The seventh stage of the HUMAN Project is a translation between the premise and conclusion of the demarche – therefore it stands for a bridge linking the formal and the analytical. The space of display has no longer the role of the classic art gallery, as “the gallery”, acquiring laboratory’s function, can include gangways, stores, sinks, etc. able to connect in between several spots of the Universe.
This stage followed two steps:
In the first step I planted a series of 10 transmitters-receptors (little leather men with predefined functions), grouped two by two; each of these five pairs was placed in one British site well-known for its ancestral culture: Stonehenge, Avebury, Stanton Drew stone circles, Glastonbury Tor and Old Sarum. It is the first pace in constructing the network.
In the second step (40 days: 12.11–21.12.2012), in the space of Paleologu Gallery I organised a laboratory able to receive, transmit and amalgamate the information coming from several sources. My aim was to create a post-human / post-traumatic culture in five geometrical-humanoid aquariums. (The figures which recur during the stage belong to a base 3 number system for signal transmitting and processing.)
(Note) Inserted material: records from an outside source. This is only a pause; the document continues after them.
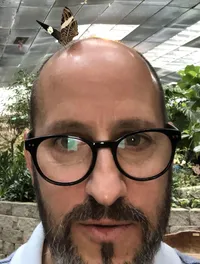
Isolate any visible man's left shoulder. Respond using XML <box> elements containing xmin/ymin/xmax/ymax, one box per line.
<box><xmin>176</xmin><ymin>250</ymin><xmax>200</xmax><ymax>264</ymax></box>
<box><xmin>0</xmin><ymin>252</ymin><xmax>15</xmax><ymax>264</ymax></box>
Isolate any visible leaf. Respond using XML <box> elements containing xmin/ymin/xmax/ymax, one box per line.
<box><xmin>188</xmin><ymin>71</ymin><xmax>197</xmax><ymax>77</ymax></box>
<box><xmin>193</xmin><ymin>145</ymin><xmax>200</xmax><ymax>153</ymax></box>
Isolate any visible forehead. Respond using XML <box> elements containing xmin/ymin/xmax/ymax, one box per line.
<box><xmin>38</xmin><ymin>40</ymin><xmax>162</xmax><ymax>138</ymax></box>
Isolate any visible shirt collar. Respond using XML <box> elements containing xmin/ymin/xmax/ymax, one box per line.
<box><xmin>10</xmin><ymin>223</ymin><xmax>182</xmax><ymax>264</ymax></box>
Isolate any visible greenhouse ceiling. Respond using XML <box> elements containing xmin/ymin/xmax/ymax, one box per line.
<box><xmin>0</xmin><ymin>0</ymin><xmax>200</xmax><ymax>87</ymax></box>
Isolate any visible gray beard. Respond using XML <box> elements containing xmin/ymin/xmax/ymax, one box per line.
<box><xmin>34</xmin><ymin>170</ymin><xmax>171</xmax><ymax>264</ymax></box>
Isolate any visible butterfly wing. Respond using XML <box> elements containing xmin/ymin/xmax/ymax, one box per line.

This pace implied the following elements: 7 anthropomorphic chairs on which nobody has ever sat down, 5 basic aquariums, transmitters-and-receptors and 1 ongoing parietal drawing. Each anthropomorphic chair had on its back a drawn piece of leather: the images rendered 7 dreams of the Virgin, the symbol and emblem of protection in many cultures. PostTrauma and its culture can be generated and accompanied only in the vicinity of a protection resort. He who “visited” the laboratory during these 40 days became a human source of information. On each drawn piece of leather, among the “swarming” little men, there were, apparently unseen, transmitters-and-receptors, the homologues of those planted in the sites of the five archaic stone cultures. Going along the drawing network, the upholder activated the receiver-and-transmitter, which retrieved the information and put it about.
Drawing on the wall for 40 days, I “played” interface’s role for the information emitted by the two sources, without passing, analysing and processing the received data through my own filter. I came closer to what one could call “automatic dictation”, as the information flux was directed and turned into parietal drawings. After 40 days I got on the wall the final drawing. I divided it into 88 sectors which I further erased. The information residuum and its included concept were to be used in the study and development of the post-human / post-traumatic culture.
The exhibition was displayed at Paleologu Gallery, Bucharest, Romania.